The Engine: The Weak Spot Everyone Can See
A Chinese-built 1.5 turbo producing 180 hp under the bonnet of a car bearing the Maserati brothers' name is a choice that will raise plenty of purists' eyebrows. The powertrain electronics have been optimised by Italian firm VL, bringing output to 180 hp with a stated short-term target of 200 hp. Compatibility with biofuels (fuels derived from renewable biological sources) developed by BeonD, capable of cutting emissions by up to 65%, is a smart argument in a Europe that keeps redrawing its emissions rulebook. But the real narrative — the one that could transform OSCA from an experiment into a phenomenon — comes from the future of the range.

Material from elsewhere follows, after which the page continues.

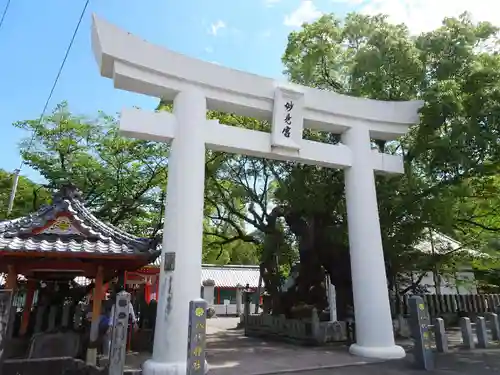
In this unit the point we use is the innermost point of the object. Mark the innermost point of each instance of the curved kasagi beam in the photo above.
(138, 66)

MT8 and the V6 Coupé: Now We're Talking
The industrial plan includes a second SUV, the MT8, and above all a rear-wheel-drive sports coupé powered by a supercharged V6 derived from the Lotus Emira (British sports car, Toyota/AMG engine). Should this rumour be confirmed, OSCA would cease to be a neatly packaged nostalgia story and become a genuinely compelling proposition for anyone seeking driving thrills without supercar-level expenditure. The circle would close in an almost poetic fashion: a marque born from the sporting soul of the Maserati brothers, brought back to life with Chinese technology and Italian ingenuity, setting its sights on a British engine to once again make its presence felt through the corners. Welcome to global motorsport capitalism. It's chaotic, it's contradictory, and it's tremendously fascinating.